[ale] Linux for senior citizens
JD
jdp at algoloma.com
Wed Sep 18 17:42:56 EDT 2013
My 82 yr old Mom used Lubuntu for 3 yrs and was relatively happy. She passed a
few months ago. It was 10.04, then 12.04 - kept her on LTS releases for the
stability.
Stock Ubuntu needs too much power in the GPU to be considered for most non-new
machines. Mom started on a P4 but ended up on a Core i7. We just moved the HDD
over and she didn't see any difference. The P4 motherboard just stopped working
one day. The only comment about the new machines was it was "a little faster."
She loved that everything was exactly as before, even the printer stuff. Mom
liked printing things to read.
On 09/18/2013 09:49 PM, mute wonder wrote:
> My parents, who are...not elderly but totally tech challenged, absolutely had
> trouble with Slackware, Vector, and Puppy. However, Puppy was their happiest
> experience and my worst: it required a lot of tuning on my part, but was very
> easy to perform simple tasks with on their part. Lots and lots of tuning.

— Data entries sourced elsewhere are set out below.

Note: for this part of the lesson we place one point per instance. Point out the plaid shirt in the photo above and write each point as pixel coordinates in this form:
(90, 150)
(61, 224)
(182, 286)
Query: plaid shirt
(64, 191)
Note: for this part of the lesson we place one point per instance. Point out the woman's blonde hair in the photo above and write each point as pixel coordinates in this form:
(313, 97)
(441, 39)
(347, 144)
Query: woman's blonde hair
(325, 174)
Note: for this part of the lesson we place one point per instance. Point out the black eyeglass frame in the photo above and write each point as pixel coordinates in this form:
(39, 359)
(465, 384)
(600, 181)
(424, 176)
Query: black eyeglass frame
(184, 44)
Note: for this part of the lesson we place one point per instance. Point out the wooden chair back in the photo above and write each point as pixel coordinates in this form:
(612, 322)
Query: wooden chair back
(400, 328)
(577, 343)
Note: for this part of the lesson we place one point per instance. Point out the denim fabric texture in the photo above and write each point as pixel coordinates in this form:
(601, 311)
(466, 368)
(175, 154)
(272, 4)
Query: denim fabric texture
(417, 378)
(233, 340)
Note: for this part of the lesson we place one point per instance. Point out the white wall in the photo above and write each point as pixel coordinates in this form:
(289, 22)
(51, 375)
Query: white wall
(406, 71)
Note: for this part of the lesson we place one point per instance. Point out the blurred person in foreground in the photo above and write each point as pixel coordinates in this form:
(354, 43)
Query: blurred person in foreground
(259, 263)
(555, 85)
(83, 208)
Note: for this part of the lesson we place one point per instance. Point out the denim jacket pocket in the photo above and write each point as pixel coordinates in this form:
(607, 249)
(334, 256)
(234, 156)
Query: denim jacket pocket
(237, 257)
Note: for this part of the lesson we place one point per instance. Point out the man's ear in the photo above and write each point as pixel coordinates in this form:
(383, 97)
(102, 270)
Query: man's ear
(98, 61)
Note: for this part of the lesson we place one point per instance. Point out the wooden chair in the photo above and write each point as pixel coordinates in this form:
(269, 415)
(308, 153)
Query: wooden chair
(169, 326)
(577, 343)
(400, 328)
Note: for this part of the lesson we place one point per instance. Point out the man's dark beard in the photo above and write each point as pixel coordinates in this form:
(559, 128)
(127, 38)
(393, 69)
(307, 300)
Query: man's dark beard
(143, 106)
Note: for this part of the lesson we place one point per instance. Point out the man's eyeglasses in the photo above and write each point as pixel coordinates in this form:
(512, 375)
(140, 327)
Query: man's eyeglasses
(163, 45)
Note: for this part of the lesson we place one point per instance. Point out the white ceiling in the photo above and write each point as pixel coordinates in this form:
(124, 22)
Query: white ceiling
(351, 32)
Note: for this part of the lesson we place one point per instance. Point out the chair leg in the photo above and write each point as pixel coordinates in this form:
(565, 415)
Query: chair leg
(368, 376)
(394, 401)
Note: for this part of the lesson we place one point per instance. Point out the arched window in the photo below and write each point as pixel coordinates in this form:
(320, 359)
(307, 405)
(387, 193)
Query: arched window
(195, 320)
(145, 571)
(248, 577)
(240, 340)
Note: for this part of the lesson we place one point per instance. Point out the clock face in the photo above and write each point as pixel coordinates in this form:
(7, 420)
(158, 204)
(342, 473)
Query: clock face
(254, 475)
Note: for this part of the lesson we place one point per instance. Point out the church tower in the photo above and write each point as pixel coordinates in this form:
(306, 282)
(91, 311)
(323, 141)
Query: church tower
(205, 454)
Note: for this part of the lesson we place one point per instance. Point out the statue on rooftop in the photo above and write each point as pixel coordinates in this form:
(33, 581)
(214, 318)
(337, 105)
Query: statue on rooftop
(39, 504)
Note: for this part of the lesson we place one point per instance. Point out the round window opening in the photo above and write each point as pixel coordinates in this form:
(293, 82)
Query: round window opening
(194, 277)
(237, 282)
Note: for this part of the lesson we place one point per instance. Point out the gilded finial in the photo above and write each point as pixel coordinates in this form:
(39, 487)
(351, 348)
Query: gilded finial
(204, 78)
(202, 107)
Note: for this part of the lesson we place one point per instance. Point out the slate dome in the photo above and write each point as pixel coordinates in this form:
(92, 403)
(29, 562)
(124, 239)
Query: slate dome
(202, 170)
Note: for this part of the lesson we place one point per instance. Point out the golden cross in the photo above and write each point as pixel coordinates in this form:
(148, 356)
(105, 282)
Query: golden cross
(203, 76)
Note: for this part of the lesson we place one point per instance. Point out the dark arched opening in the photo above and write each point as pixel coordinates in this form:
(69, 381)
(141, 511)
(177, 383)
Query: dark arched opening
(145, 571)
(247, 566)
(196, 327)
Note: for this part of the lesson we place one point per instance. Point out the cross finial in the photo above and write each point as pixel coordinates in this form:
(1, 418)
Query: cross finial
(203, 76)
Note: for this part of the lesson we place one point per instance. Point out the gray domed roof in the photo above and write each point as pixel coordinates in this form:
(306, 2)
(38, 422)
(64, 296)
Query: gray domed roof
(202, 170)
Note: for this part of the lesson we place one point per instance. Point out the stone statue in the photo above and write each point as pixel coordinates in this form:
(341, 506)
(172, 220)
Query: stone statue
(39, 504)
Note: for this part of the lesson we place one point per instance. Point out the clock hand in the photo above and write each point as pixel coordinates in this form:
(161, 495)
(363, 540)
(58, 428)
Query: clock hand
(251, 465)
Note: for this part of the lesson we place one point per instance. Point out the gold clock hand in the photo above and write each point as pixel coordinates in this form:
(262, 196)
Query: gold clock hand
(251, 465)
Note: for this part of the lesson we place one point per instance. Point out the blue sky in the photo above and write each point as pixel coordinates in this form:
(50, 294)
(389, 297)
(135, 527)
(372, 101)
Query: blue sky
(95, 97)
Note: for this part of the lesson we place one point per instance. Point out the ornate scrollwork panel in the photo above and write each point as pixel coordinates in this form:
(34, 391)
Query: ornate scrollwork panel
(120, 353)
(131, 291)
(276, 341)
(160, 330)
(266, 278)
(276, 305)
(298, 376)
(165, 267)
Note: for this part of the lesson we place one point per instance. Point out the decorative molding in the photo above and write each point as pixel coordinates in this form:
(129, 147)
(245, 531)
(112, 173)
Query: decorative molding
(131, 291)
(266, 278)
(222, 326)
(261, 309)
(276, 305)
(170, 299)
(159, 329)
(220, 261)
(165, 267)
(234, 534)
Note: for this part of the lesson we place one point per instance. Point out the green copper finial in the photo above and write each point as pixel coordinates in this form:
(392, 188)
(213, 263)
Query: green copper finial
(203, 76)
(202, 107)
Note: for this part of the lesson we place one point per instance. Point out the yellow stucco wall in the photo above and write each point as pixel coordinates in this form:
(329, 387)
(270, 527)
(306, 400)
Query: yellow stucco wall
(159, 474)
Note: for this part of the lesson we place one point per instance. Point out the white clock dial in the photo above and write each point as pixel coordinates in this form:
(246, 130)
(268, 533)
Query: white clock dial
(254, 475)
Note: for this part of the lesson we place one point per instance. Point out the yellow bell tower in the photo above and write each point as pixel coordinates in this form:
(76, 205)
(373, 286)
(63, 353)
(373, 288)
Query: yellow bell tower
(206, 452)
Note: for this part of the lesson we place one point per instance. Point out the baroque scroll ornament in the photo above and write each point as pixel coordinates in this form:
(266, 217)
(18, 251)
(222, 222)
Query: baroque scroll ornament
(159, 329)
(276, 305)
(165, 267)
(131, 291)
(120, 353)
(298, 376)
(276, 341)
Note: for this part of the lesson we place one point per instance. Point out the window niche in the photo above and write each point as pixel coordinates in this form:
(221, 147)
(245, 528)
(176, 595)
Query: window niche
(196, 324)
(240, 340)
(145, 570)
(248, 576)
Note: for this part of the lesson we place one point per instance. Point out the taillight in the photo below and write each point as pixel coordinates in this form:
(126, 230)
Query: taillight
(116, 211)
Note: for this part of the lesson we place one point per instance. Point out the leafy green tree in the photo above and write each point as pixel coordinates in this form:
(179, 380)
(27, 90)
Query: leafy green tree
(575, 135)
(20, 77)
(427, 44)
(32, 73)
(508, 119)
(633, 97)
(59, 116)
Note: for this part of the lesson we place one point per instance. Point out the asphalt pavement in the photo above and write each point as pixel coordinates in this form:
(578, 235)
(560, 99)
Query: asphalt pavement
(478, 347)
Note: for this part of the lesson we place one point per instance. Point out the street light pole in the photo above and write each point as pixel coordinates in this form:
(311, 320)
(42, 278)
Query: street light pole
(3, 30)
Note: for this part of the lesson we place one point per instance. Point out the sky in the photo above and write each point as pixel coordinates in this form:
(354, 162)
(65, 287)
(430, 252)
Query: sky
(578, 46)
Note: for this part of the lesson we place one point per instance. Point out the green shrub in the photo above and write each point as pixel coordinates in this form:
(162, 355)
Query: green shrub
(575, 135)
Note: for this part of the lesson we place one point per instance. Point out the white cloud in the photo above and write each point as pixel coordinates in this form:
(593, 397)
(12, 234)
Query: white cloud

> Nowadays, I just throw Ubuntu at everyone; it's easy enough to manage once the
> install has been wrangled through, has nice plug-n-play features that keep
> everyone away from me for the most part, and keeps the nitty-gritty out of the
> way. Yeah, the frustration of fixing people's malware-ridden Windows boxes just
> kills me, especially when I keep repeating the same tips to help them avoid
> simple issues...and they ignore them.
>
> Sorry, guys. I'm hassled and venting.
>
>
> On Wed, Sep 18, 2013 at 3:26 PM, Adrya Stembridge <adrya.stembridge at gmail.com
> <mailto:adrya.stembridge at gmail.com>> wrote:
>
> A neighbor expressed interest in having her laptop rebuilt after
> grandchildren inadvertently butchered Windows with malware via "games off
> the internet". She doesn't have her Windows disk anymore, so I suggested
> we install Linux. She's elderly, but still has her wits.
>
> Are there other distros than Eldy Linux I should know about?